How To Read A Mortgage Rate Sheet
Do you want to learn how to read a mortgage rate sheet? Getting your hands on a mortgage rate sheet can help you to negotiate with a mortgage lender, as you will be able to see the profit margin they are making on you, especially if you get a wholesale rate sheet (the ones mortgage brokers use).
- Choose the program. The main categories on the mortgage rate sheet will reflect the program, such as 30 Year Fixed, 15 Year Fixed, 3 year Adjustable Rate, etc. There can be hundreds of different programs, for our example we will focus on the plain vanilla Conforming 30 year fixed.
- Look for the par rate on the sheet. This will be the rate at which there will be no points charged to you to get that rate, and also no rebate, servicing release premium (SRP), or yield spread premium (YSP) available for either yourself or the lender. Rebate, SRP, and YSP are basically the same thing: money available in exchange for a higher rate. Usually this is enclosed in parentheses or expressed as a negative number. You might see a par rate of 5.000 @ 0.000 and a rebate price of 5.125 @ (0.250), meaning that on a $100,000 loan, there is a premium of $250 that the lender can either keep for himself of give to you to lower your cash-to-close. The opposite would be a price with discount points, meaning you must pay for a lower rate. In this case that rate might be 4.875% @ 0.250, costing you $250 in extra cash to close that loan at that rate.
- Calculate your adjusters. That par rate is just the beginning—every loan has adjustments to price based on risk. So if your loan to value is high, say 90%, there may be an extra fee of 0.500 discount points. If your credit score is really high, there may an adjustment going the other way of, say, (0.375). Assume these two are the only adjusters, adding them together will result in a total adjusted price of 5.000% rate @ 0.125 (since it’s not a negative or in parentheses, it’s a cost to you, remember that).
- Be aware of surprises. Sometimes, there are adjusters which aren’t on the mortgage rate sheet you are looking at, but the lender or end purchaser of the mortgage tacks on, like an adjuster for certain depressed markets. So even if you think you have figured out your rate of 5.000% @ 0.125 discount points, when the loan is underwritten there may be a surprise add-on of 0.250 or more, making the loan more expensive. In our example, we are now at 5.000% @ 0.375 points after that surprise adjuster. It is impossible for any loan officer to have all the adjusters memorized, which is why you sometimes get misquoted at first. Most lenders aren’t trying to deceive you, really.
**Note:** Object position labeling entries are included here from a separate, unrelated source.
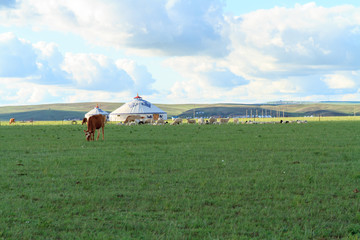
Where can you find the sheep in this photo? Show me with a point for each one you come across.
(212, 120)
(177, 121)
(159, 122)
(224, 120)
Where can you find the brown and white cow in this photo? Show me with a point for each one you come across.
(84, 121)
(12, 120)
(95, 122)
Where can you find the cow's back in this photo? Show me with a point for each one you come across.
(96, 122)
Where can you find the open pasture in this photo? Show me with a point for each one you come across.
(277, 181)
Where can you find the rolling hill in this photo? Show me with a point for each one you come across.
(77, 110)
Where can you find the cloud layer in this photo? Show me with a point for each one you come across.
(307, 52)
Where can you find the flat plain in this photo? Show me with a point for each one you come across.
(268, 181)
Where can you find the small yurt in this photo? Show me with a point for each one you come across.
(138, 106)
(96, 111)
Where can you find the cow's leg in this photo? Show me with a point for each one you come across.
(98, 134)
(102, 131)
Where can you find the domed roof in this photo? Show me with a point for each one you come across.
(137, 106)
(96, 111)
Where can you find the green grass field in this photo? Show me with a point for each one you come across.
(276, 181)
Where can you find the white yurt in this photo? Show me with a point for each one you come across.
(96, 111)
(138, 106)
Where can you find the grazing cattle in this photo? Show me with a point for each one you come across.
(132, 118)
(177, 121)
(95, 122)
(224, 120)
(212, 120)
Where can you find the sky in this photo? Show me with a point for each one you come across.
(179, 51)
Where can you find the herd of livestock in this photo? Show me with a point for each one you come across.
(97, 122)
(137, 119)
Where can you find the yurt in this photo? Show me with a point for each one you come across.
(138, 106)
(96, 111)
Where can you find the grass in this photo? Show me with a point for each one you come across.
(293, 181)
(77, 110)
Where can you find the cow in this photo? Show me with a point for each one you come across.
(84, 121)
(177, 121)
(95, 122)
(132, 118)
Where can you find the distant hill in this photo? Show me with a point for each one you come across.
(78, 110)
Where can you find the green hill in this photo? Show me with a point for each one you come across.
(78, 110)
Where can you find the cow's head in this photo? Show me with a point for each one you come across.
(87, 135)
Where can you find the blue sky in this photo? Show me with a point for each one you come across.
(179, 51)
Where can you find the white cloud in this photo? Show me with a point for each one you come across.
(303, 52)
(33, 73)
(17, 56)
(170, 27)
(342, 80)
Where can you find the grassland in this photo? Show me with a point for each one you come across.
(277, 181)
(77, 110)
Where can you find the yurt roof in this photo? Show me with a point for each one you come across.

- Negotiate. If you have figured out your mortgage rate should be in that 5.000% @ 0.125 range after adding up your adjusters (and before anyone knows about the “surprise” adjuster we just mentioned in our example), and your lender quotes you a rate of 6.000% with 3.000 points, you know something is up and can ask him where he gets those calculations from. It is reasonable to expect a lender to generate about 1% in profit, so a good rate quote by a mortgage broker would be 5.000% @ 1.125% in points, giving him a profit of 1% in origination fee and paying the lender the required 0.125 in discount. If the loan amount is big enough and the broker is hungry enough you can probably get that down a bit, reducing the broker’s paycheck and saving you some money.
It pays to know how to read a mortgage rate sheet, but remember that these rates change daily, sometimes even two or three times per day. Use them as rough guidelines only.